To leave or not to leave: that is the question
Have you ever thought about leaving South Africa? Do you feel like spitting on someone who would even consider it? Or have you already left?
At one point or another, I've been all three. So perhaps that's why I've found "Should I stay or should I go", a collection of writing about leaving South Africa (or, in some cases, returning or staying put), has a special resonance.
The stories are always riveting, always compelling, sometimes infuriating. Andre Brink's piece was written after the brutal murder of his nephew. He wrote why he chose, in the aftermath of such a tragedy, to stay in South Africa. Brink harbours no illusions about this country - and he captures, with brutal precision, the corrosive decline of our young democracy, weakened by corruption and its leaders' contempt for the rule of law. But his decision to stay is because of his love for South Africa - a love that even this most seasoned of scribes struggles to define or explain, but which so many of its citizens, myself included, have experienced.
I relished Ways of Staying author Kevin Bloom's appreciation that South Africa is the best possible place to map out his own identity. It is in this place of bewildering complexity and excitement, that the writer can determine his own place in the world.

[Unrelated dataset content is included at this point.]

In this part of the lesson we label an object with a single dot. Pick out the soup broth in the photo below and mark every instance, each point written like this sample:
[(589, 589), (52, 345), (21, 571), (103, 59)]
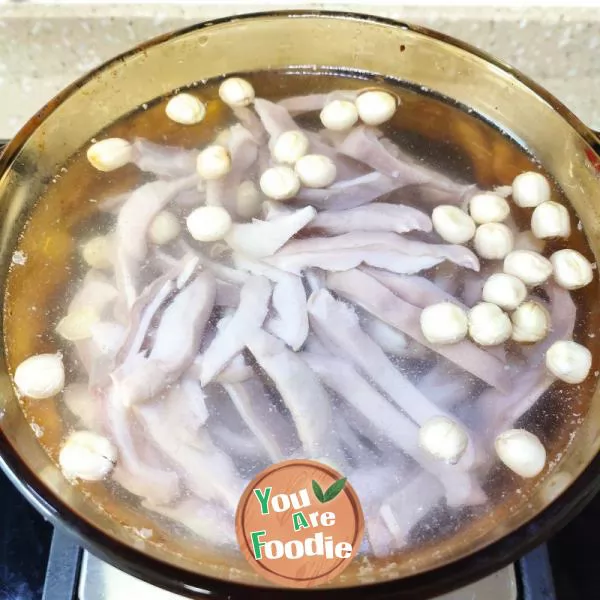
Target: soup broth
[(408, 509)]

Journalist Gillian Tucker's grappling with homesickness is understandable, but the conclusions drawn from her visit back to South Africa after living for 14 years in Canada, were not. She contrasts the opulence of her accommodation with the shoddy service she received. To her, this somehow embodies what South Africa has become. I found that strange - poor service is an issue in many parts of the world. Her bad luck to experience it both in Johannesburg and Cape Town is more indicative of insufficient research on TripAdvisor than a meaningful truth about the country.